Australian soccer stadium

Valentine Sports Park is an Australian football stadium in Glenwood, a suburb of Sydney.

It is the home of Football NSW. The venue received a $22 million transformation and was officially re-opened in March 2015. The impressive facility features five full-sized football fields all aligned to FIFA specifications, including three natural grass fields and two synthetic fields, all of which have lighting, six player change rooms and a multi-purpose indoor sports centre featuring an international full-sized futsal court.

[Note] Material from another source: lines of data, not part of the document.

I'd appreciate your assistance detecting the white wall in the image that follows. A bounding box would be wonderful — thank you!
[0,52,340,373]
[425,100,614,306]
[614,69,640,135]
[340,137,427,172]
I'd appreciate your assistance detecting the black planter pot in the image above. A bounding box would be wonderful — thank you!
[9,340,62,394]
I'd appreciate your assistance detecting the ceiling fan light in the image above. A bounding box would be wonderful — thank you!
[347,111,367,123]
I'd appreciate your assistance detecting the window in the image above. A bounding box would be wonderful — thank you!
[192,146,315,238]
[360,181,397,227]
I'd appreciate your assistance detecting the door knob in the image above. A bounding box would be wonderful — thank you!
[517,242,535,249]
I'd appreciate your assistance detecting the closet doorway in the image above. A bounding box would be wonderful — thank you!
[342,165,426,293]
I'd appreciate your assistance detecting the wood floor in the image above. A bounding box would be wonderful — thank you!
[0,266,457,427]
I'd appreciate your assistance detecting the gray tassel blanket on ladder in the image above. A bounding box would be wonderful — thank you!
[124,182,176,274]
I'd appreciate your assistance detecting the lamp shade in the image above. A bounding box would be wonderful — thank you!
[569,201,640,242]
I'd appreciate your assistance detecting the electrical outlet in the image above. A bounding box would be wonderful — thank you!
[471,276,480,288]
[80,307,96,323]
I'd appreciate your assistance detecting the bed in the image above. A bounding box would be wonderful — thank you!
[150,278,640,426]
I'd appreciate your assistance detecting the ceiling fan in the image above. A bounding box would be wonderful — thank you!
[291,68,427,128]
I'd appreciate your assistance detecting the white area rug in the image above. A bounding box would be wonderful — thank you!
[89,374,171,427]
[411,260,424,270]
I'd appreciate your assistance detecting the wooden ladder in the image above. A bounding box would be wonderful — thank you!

The main field features grandstand seating for 500 spectators and a grass hill surrounding the pitch, allowing for an estimated capacity of around 4,000. 200 lux lighting allows for semi-professional standards. Valentine Sports Park regularly hosts NPL NSW matches and has hosted international U20 matches and national team trainings in the past.

Prior to the completion of the re-development, the venue was shortlisted to be a training venue for the 2015 Asian Cup.

The venue hosted the 2024 Sapphire Cup Final, won by Northern Tigers over Sydney University.